Russia's leadership receives low marks in much of Western world
WASHINGTON, D.C. -- As Dmitry Medvedev begins his term as Russia's new president on Wednesday with his predecessor Vladimir Putin at his side as prime minister, Gallup Poll data reveal the country's leadership has a large hill to climb if it hopes to improve its existing image in many places around the globe.
Russia's leadership is least popular among respondents from the European Union, the Americas, and the Middle East/North Africa.
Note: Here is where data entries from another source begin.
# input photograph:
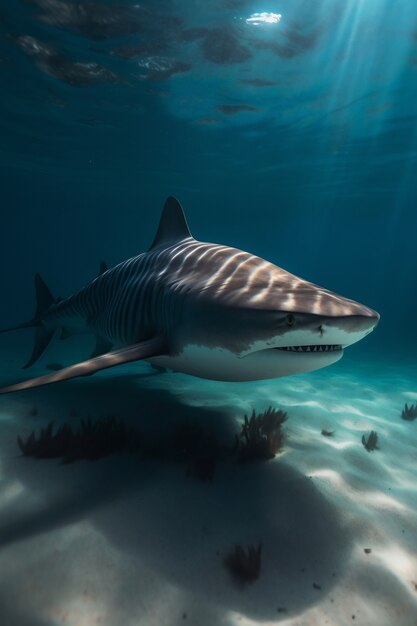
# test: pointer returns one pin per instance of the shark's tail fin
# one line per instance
(44, 300)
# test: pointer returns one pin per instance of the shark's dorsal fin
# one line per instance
(173, 226)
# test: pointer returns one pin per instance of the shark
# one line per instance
(203, 309)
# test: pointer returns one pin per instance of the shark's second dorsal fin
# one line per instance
(172, 225)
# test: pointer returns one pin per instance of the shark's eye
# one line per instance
(290, 319)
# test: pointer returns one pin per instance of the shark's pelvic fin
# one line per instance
(44, 300)
(172, 225)
(143, 350)
(103, 268)
(102, 346)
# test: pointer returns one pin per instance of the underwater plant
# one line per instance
(327, 433)
(409, 413)
(92, 440)
(370, 443)
(244, 564)
(261, 436)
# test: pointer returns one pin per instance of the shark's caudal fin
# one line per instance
(143, 350)
(44, 300)
(173, 226)
(103, 268)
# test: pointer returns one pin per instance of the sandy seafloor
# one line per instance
(124, 541)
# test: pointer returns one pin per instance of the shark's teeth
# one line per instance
(316, 348)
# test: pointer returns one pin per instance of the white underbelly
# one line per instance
(220, 364)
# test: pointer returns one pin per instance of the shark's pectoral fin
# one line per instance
(143, 350)
(43, 338)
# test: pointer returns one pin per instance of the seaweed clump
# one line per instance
(371, 442)
(409, 413)
(92, 440)
(261, 436)
(244, 564)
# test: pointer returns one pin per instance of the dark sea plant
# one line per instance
(327, 433)
(92, 440)
(244, 564)
(409, 413)
(371, 442)
(261, 436)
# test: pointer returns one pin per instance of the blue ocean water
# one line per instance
(287, 129)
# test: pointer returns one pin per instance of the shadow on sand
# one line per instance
(181, 528)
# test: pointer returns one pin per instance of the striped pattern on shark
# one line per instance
(201, 308)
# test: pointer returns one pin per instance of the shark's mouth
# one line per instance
(315, 348)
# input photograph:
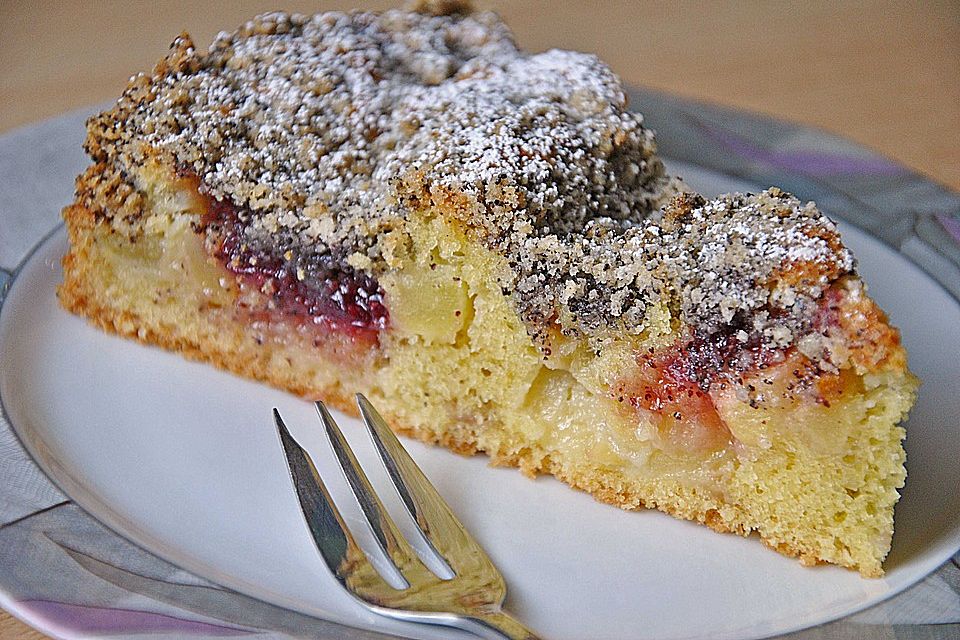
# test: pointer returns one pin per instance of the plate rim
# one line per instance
(113, 522)
(10, 604)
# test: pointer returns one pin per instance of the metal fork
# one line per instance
(472, 600)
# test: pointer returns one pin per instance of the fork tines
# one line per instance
(471, 599)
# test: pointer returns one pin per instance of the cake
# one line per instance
(485, 243)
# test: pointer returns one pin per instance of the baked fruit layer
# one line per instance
(529, 284)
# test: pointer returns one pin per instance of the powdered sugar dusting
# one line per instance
(327, 131)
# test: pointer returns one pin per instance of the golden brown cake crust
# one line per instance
(564, 198)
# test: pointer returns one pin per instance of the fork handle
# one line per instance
(497, 625)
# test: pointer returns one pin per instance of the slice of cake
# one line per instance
(485, 243)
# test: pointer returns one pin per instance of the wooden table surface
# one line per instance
(886, 74)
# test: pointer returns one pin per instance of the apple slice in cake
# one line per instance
(485, 243)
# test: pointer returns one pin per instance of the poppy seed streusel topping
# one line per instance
(325, 132)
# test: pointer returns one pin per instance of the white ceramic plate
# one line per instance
(183, 460)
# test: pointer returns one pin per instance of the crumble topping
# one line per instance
(326, 131)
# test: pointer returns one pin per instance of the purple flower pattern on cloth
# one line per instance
(102, 575)
(96, 621)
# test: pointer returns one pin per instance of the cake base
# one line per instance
(818, 483)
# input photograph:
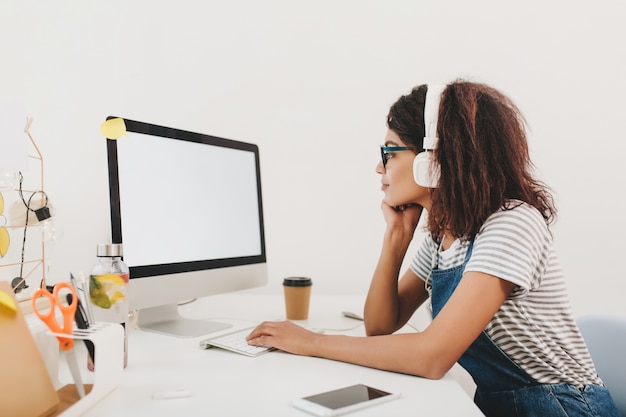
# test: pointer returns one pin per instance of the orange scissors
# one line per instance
(68, 311)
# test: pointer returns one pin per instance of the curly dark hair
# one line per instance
(482, 153)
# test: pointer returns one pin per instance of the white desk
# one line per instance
(228, 384)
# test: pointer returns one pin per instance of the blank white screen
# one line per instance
(183, 201)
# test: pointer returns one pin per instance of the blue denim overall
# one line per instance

Among European Union members, a median of only 15% say they approve of the job performance of Russia's leaders, while a median of 43% disapprove and a median of about a third (35%) say they have do not an opinion. Approval in this region ranges from 45% in Cyprus to only 6% in France.
Within Europe, Russia's leadership is better regarded in the former socialist countries of Southeast Europe, where a median of 42% approve. Gallup finds the strongest support in this region in Serbia, where 63% of residents approve of Russia's leadership. Conversely, Gallup finds the lowest support in Kosovo, where only 17% of residents share this view. This is not surprising because Russia has traditionally opposed Kosovo's independence.
In the Americas, a median of only 18% says they approve of the job performance of the leadership of Russia. However, a median of 56% do not have an opinion. In six Latin American countries, more than 75% of respondents did not share an opinion on Russia's leadership.
In the Middle East/North Africa, a median of 29% approves of the leadership of Russia and 49% disapproves, although there is great disparity within the region in approval ratings.
Almost half of Lebanese respondents (48%) approve of the job performance of Russia's leadership, the highest support in the region, while only 8% of Jordanians approve of Russia's leaders.
In Iran, a country with comparatively strong ties to Russia, the citizens appear divided. Nearly 4 in 10 respondents (37%) say they approve of the job performance of Russia's leaders, slightly less than a third disapprove (31%), and about a third (32%) don't have an opinion.
Gallup finds the strongest regional support for Russia's leadership among the 11 former Soviet republics making up the Commonwealth of Independent States (CIS). Here a median of 58% (excluding Russians) say they approve of the job performance of Russia's leadership. In most CIS countries, at least half of respondents say they approve of Russia's leadership; the exceptions are Armenia, where just 3 in 10 respondents share this view, and Georgia, where slightly more than 1 in 5 (22%) agree. Many in these former Soviet nations have seen a decline in their standard of living since the fall of the Soviet Union and may look more favorably on Russia as a symbol of better days past.
Results are based on face-to-face and telephone interviews with approximately 1,000 adults throughout 2006 and 2007, aged 15 and older, in 138 countries. For results based on the total sample of national adults, one can say with 95% confidence that the maximum margin of sampling error is ±3 percentage points. In addition to sampling error, question wording and practical difficulties in conducting surveys can introduce error or bias into the findings of public opinion polls.